I think the difference is likely due to the way that the Android phone with a GPS, and the iPhone using 3GS, are determining their location.
I am not sure about all Android phones, but it is likely that they are all using similar GPS for location purposes. This could be verified if you provided the similar models that you tested with. Anyway, the point is that phones that use true GPS are determining their location by decoding and triangulating based on radio signals Global Positioning Satellites. This is accomplished with a chip located on the phone itself, and using a minimum of 4 satellites.
The iPhone, on the other hand, uses a combination of Assisted GPS, and GLONASS, which is the Russian Global Navigation Satellite System. Assisted, or A-GPS uses network resources to augment the signal location information received from the GPS.
This augmentation takes two major forms, which may significantly affect the derived location (from the Wikipedia article referenced above):
- Information used to acquire satellites more quickly
- It can supply orbital data or almanac for the GPS satellites to the GPS receiver, enabling the GPS receiver to lock to the satellites more rapidly in some cases.

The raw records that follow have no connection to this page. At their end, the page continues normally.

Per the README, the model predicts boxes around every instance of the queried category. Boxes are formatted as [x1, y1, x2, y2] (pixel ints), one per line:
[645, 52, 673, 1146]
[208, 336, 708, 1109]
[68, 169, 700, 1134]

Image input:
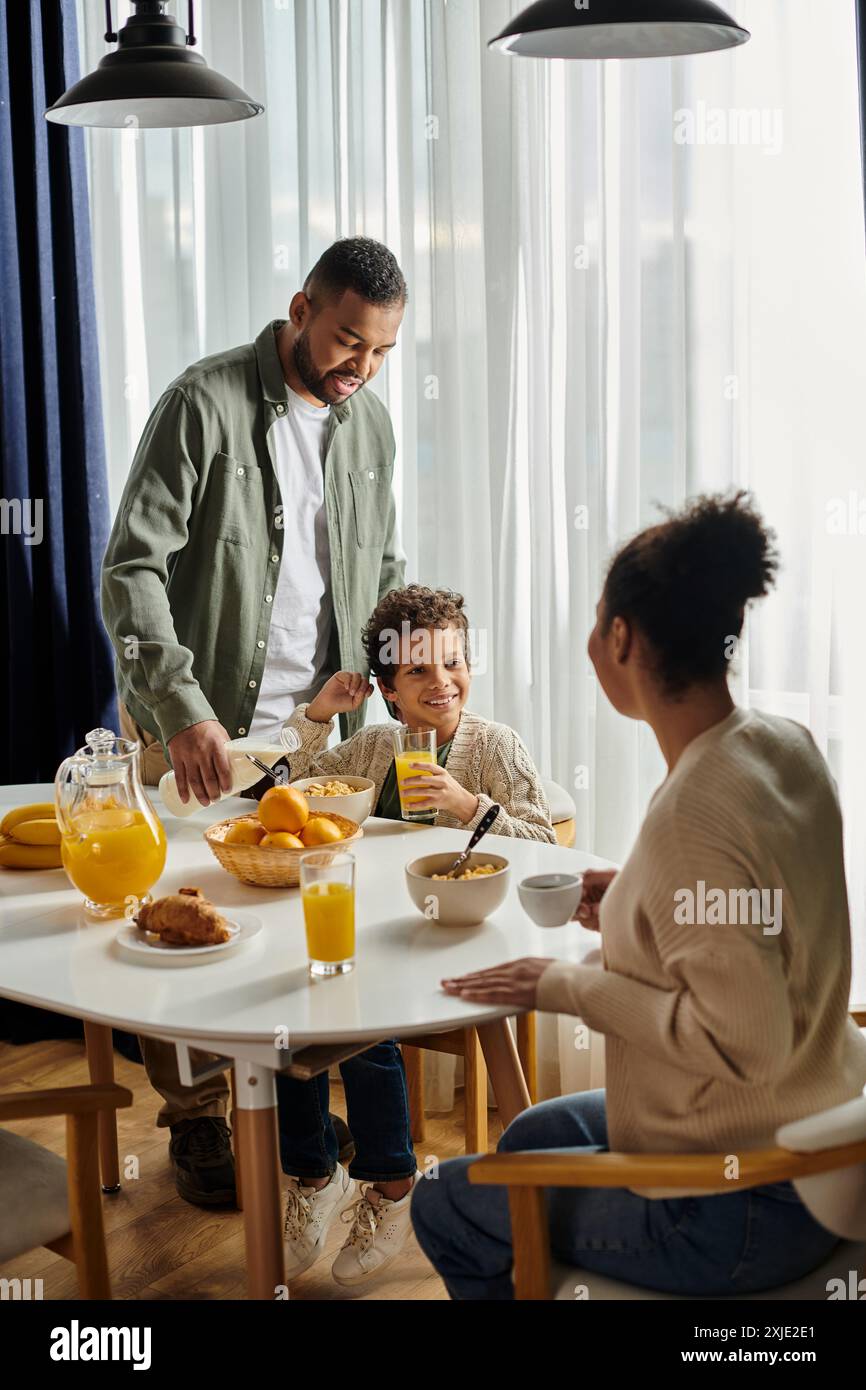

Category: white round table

- The network can provide precise time.
- Calculation of position by the server using information from the GPS receiver
- The device captures a snapshot of the GPS signal, with approximate time, for the server to later process into a position.

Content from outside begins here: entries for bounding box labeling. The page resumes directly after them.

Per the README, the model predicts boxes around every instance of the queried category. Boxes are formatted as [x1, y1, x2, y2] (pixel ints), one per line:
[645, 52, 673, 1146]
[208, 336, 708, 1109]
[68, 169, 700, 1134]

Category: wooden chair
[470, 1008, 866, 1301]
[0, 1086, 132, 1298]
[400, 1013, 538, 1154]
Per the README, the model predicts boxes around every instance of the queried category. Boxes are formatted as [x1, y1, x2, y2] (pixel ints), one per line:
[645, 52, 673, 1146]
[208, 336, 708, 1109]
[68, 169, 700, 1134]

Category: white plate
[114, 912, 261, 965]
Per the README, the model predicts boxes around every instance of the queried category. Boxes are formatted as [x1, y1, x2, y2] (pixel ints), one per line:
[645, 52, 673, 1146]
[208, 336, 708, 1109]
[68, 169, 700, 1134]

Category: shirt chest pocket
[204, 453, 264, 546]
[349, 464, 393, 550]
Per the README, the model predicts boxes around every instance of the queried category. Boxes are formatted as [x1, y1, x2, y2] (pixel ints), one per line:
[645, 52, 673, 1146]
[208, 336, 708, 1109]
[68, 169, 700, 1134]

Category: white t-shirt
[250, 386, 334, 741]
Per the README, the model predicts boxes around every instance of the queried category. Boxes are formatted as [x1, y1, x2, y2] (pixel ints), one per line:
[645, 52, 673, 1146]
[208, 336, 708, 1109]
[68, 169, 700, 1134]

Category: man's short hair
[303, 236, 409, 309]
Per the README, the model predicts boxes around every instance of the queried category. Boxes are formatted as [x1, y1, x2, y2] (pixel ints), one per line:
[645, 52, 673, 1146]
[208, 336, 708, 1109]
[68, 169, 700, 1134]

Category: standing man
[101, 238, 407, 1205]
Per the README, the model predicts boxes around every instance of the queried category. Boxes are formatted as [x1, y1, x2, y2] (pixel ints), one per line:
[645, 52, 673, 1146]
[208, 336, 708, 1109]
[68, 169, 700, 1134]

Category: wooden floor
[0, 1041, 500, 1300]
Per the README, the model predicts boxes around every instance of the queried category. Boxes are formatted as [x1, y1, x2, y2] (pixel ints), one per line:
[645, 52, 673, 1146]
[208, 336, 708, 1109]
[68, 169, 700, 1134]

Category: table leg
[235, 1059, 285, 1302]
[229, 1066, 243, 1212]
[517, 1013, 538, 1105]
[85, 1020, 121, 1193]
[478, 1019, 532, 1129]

- The assistance server has a good satellite signal, and plentiful computation power, so it can compare fragmentary signals relayed to it
- Accurate, surveyed coordinates for the cell site towers allow better knowledge of local ionospheric conditions and other conditions affecting the GPS signal than the GPS receiver alone, enabling more precise calculation of position. (See also Wide Area Augmentation System)
The differences are not likely a factor of the two satellite systems. The more likely reason has to do with the Android phone directly deriving the location from the satellite signals, , where the iPhone is using the satellite signals as a basis, but uses additional information to influence the processing of the signal and deriving the location. The accuracy of the additional information thus influences the derived position.
If the iPhone had a full GPS chip on board that was performing the GPS signal processing, the locations would likely be much closer, assuming, as @U2ros mentioned, that the phones were held in the same location and the readings were taken at the same time.
The last factor to consider is the Positional Accuracy that the respective phones are capable of determining with their GPS implementation. Assuming that each phone has an accuracy of 10 Meters, meaning that for a given point, the location could be determined to be anywhere in a circle of radius 10 meters around that point. You could thus end up with each phone determining the location to be on opposite sides of that 10 meter circle, thus being 20 meters apart.